The epitope mapping study did not identify any of the 14 peptides unique to BAY 86-6150 as epitopes recognized by the patient's T cells. However, strong responses were detected against 2 WT-FVIIa peptides, WT p6-20 (EELRPGSLERECKEE) and WT p156-170 (GKVCPKGECPWQVLL), indicating that CD4+ T helper cells recognizing these WT peptides may have contributed to the immune response that resulted in the production of anti–BAY 86-6150 antibodies during treatment. It should be noted that although the patient had no detectable anti-FVIIa antibodies before the start of the study, he had been treated with factor eight inhibitor bypassing activity (FEIBA), which contains active FVII, on 3 consecutive days 3 months before entry into the study. Hence it is possible that the patient had been primed for a response against FVIIa that was triggered by the subsequent exposure to BAY 86-6150.   

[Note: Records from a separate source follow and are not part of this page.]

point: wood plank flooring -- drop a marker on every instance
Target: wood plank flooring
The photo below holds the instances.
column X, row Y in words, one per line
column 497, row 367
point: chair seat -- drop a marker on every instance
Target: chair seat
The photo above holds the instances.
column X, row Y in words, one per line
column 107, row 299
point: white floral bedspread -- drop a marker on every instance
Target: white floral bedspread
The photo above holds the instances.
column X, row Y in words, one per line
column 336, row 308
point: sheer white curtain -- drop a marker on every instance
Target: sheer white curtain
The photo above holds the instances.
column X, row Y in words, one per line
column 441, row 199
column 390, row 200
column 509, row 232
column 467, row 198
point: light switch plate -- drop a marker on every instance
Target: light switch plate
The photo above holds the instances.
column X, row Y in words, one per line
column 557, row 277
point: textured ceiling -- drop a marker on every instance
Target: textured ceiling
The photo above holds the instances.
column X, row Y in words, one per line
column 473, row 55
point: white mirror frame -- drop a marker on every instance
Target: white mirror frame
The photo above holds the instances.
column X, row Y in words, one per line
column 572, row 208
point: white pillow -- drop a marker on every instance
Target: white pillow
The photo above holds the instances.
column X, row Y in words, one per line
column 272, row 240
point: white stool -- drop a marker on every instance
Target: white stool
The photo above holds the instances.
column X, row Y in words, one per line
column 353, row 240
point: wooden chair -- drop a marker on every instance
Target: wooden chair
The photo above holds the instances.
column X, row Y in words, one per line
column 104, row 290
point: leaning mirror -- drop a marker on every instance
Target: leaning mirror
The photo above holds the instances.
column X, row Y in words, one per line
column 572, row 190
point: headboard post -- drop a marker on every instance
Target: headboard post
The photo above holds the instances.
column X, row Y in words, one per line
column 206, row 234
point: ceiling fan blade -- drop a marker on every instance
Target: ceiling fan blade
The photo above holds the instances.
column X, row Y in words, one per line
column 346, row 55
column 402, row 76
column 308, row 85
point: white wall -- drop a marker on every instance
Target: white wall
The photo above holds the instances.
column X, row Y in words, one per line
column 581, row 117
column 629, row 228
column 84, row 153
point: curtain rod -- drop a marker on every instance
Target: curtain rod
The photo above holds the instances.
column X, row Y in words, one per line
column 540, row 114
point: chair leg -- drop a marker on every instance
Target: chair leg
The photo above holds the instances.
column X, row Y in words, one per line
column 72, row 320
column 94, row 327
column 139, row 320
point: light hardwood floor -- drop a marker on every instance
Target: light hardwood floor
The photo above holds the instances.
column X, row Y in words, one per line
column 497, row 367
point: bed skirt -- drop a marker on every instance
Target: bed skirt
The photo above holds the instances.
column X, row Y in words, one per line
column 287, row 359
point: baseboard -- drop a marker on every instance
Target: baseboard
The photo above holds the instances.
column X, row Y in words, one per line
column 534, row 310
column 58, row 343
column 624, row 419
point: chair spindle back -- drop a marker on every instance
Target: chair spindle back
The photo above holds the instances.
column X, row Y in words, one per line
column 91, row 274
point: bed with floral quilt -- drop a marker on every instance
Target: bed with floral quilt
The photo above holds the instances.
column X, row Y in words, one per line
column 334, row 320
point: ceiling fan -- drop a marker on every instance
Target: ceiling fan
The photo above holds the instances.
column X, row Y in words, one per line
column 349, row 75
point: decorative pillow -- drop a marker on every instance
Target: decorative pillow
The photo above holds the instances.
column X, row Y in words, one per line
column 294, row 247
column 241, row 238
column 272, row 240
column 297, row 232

The fact that the patient's T cells only responded to WT-FVIIa peptides might be explained if the WT-FVIIa peptides were seen as foreign/non-self peptides by his T-cell repertoire. Unfortunately, the patient's FVII gene sequence was not obtainable, and this possibility remains unanswered.

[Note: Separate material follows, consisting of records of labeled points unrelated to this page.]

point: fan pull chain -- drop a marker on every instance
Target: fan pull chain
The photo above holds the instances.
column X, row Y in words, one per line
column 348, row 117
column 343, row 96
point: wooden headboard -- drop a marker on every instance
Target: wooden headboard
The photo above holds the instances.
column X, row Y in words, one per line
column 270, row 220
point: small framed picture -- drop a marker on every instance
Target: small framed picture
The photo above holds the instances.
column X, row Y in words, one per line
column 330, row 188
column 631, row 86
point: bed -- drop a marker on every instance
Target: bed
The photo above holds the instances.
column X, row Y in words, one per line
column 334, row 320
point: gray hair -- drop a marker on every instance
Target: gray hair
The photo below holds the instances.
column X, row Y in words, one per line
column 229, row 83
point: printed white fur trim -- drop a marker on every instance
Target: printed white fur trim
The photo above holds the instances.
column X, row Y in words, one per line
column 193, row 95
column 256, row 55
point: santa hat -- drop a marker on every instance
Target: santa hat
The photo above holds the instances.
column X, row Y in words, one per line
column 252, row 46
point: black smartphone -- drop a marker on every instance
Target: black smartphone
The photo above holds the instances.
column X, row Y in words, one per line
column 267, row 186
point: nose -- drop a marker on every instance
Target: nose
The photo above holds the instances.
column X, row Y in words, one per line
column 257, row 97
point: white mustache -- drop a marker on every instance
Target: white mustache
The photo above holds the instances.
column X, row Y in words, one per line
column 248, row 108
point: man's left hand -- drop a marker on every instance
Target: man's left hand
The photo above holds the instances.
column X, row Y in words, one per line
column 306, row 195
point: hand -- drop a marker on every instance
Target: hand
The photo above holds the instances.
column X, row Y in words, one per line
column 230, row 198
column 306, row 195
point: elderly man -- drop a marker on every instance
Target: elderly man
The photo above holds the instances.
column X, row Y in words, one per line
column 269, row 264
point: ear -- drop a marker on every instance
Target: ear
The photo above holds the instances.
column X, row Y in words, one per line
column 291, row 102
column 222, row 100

The Universal Protein Resource (UniProt) database reports 2 natural FVII gene variants that encompass the WT p6-20 sequence (Millar, et al. Hum Genet. 2000;107:327-42; Herrmann, et al. Haemophilia. 2009;15:267-280) and one for the WT p156-170 sequence (Wulff and Herrmann. Hum Mutat. 2000;15:489-496) that resulted from single amino acid substitutions. Hence the possibility exists that the patient's T-cell repertoire sees WT-FVIIa sequences as foreign and immunogenic. T cells from 40 healthy donors were also tested for reactivity against the peptide panel to assess relative immunogenicity of BAY 86-6150 vs WT-FVIIa. Seven BAY 86-6150 neoepitopes were stimulatory for 8 unrelated healthy donor T cells, but their mean stimulation indices were not statistically higher than those observed against WT FVIIa peptides. Mean % stimulation values of the positive responses against the 7 BAY 86-6150 neoepitopes versus 39 WT FVIIa peptides were 1.09 (N=13 responses) vs 1.01 (N=70 responses; P=0.5059). Statistical analysis of the in vitro T-cell response indicates that specific mutations to BAY 86-6150 do not result in BAY 86-6150 being more immunogenic than WT FVIIa. This would suggest that BAY 86-6150 will not elicit stronger or higher frequency of anti-FVIIa antibody response than WT FVIIa in patients with hemophilia.